PhiNet was found to perform best on each of the five metrics for the cross-validation test sets. The base architecture consists of three main parallel processing branches. We examined six PhiNets in which we removed these main branches: three iterations consisted of each main branch isolated and three consisted of a combination of two of these main branches. Of these modifications, we found that a two-branch PhiNet containing the activated convolutional branch and pooling branch had better performance. Slight ablations were continuously performed on these branches. In total, 20 ablated models were created. The ablated PhiNet with best cross-validated performance is considered in following results.

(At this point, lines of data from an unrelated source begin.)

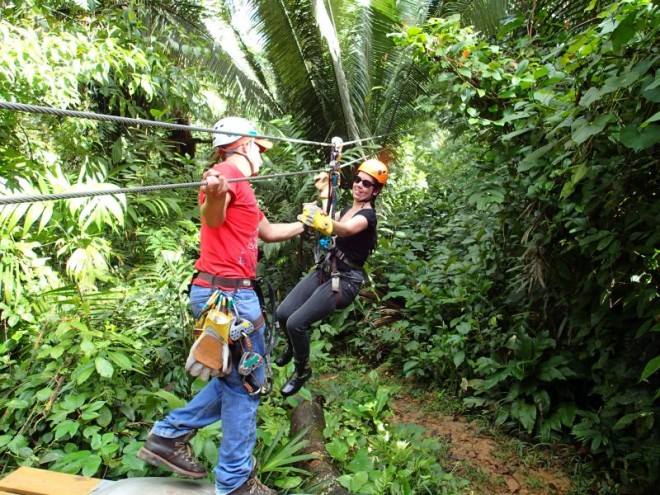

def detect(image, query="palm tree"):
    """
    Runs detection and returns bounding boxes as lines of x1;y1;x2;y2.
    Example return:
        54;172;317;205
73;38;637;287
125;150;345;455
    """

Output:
196;0;440;147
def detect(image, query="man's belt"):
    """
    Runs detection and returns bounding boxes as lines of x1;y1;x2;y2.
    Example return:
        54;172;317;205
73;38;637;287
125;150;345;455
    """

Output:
193;272;257;289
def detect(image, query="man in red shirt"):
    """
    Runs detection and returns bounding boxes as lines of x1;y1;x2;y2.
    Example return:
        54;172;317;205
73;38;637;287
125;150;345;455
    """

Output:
138;117;304;495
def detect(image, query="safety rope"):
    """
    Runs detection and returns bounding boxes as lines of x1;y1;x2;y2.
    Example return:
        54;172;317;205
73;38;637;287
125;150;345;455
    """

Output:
0;101;333;146
0;152;386;206
0;152;386;206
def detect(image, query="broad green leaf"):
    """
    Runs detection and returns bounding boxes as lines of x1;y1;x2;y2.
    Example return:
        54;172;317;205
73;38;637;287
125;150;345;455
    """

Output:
639;112;660;129
94;357;115;378
518;141;557;172
571;114;610;144
619;124;660;151
641;356;660;380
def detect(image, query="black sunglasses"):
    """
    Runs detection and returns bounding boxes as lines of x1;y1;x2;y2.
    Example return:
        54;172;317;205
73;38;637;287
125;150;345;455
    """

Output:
353;175;376;189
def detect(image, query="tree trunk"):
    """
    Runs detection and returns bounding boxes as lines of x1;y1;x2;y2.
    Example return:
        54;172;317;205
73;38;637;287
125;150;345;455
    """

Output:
291;401;348;495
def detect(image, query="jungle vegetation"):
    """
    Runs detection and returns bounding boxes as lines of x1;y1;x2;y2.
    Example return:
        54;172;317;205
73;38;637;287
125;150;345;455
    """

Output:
0;0;660;495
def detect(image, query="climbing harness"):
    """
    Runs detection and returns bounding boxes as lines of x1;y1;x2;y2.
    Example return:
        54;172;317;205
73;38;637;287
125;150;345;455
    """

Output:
188;280;275;397
314;136;344;263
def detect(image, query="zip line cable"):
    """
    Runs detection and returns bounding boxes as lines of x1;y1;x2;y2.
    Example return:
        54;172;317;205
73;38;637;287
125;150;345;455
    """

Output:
0;101;332;146
344;131;405;146
0;152;382;206
0;100;396;205
0;100;394;146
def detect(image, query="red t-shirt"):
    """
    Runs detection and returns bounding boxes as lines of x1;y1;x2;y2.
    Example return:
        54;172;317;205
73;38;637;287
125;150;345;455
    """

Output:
195;162;264;287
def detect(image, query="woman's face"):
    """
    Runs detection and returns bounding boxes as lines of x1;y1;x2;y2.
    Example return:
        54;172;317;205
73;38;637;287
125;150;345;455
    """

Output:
353;172;377;201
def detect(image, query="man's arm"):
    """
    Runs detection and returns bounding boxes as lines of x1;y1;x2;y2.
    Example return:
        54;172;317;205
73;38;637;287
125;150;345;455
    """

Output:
259;217;305;242
200;169;231;228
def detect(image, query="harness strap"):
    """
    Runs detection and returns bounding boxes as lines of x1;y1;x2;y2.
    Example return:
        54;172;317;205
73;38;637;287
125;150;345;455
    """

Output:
330;246;364;270
193;272;258;290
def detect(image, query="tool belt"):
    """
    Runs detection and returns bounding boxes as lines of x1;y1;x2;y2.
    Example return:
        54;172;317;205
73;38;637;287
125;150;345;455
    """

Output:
193;272;257;290
191;272;266;332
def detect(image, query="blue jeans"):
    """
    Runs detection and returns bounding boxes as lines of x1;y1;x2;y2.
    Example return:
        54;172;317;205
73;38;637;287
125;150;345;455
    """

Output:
151;285;265;495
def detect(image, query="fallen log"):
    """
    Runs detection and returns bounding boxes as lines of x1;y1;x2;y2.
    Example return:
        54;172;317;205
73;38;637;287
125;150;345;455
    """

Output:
291;401;349;495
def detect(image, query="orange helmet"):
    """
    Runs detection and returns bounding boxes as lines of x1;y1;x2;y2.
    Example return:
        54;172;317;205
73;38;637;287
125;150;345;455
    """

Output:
358;159;390;186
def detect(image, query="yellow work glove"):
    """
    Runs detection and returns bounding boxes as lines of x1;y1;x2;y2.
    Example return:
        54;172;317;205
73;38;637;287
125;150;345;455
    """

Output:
298;205;332;235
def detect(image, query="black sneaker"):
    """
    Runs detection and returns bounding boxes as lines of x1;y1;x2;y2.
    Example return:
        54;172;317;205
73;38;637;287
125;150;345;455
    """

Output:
273;344;293;368
280;361;312;397
137;430;208;479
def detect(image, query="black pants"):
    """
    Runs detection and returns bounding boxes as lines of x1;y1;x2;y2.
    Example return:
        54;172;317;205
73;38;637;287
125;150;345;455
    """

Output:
277;268;364;362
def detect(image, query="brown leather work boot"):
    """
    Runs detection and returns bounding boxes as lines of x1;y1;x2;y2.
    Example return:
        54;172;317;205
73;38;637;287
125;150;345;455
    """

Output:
137;430;208;478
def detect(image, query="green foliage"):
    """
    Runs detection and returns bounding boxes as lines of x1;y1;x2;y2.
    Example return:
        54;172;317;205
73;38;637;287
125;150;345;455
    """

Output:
356;1;660;485
324;371;466;495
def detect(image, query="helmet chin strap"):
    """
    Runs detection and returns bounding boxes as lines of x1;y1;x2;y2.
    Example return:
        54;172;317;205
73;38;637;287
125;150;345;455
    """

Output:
225;150;254;176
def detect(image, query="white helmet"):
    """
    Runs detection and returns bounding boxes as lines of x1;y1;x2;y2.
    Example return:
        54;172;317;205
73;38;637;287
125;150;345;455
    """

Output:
213;117;273;151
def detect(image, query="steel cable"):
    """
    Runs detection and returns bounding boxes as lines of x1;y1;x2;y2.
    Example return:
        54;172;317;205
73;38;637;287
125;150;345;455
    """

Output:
0;101;332;146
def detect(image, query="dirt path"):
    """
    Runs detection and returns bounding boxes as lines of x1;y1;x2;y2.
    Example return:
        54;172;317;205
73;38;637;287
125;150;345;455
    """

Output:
390;397;571;495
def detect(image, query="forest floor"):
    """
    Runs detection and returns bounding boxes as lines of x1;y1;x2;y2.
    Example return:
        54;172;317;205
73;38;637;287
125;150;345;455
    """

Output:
390;389;572;495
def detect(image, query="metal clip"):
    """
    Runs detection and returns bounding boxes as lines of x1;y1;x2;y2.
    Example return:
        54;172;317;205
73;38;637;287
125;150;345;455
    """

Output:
330;272;339;292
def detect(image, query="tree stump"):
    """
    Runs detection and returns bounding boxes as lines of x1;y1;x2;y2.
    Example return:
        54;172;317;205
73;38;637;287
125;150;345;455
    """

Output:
291;401;349;495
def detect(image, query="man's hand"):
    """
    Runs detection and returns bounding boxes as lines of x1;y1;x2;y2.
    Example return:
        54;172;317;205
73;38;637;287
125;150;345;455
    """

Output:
298;204;333;235
202;168;229;198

Training and Detection Time

As previously stated, each cross-validation fold was split into a train, validation, and test partition. A comparison of training loss and validation accuracy during cross-validation is shown in Figure 2. Validation accuracy during training was used as criteria for convergence. Additionally, a comparison of training time and detecting time can be seen in Table 1.

Figure 2:

Figure 2:

Mean training loss (left) and mean validation accuracy (right) for each fold are shown. Shaded regions represent ± the standard deviation.

Table 1.

The training time column lists the average seconds/step over 15 epochs, with batch size of eight. The detecting time column denotes the seconds/step for predicting on 60 images, with prediction batch size of one. The total epochs column gives the total epochs of training over the 10 folds from cross-validation.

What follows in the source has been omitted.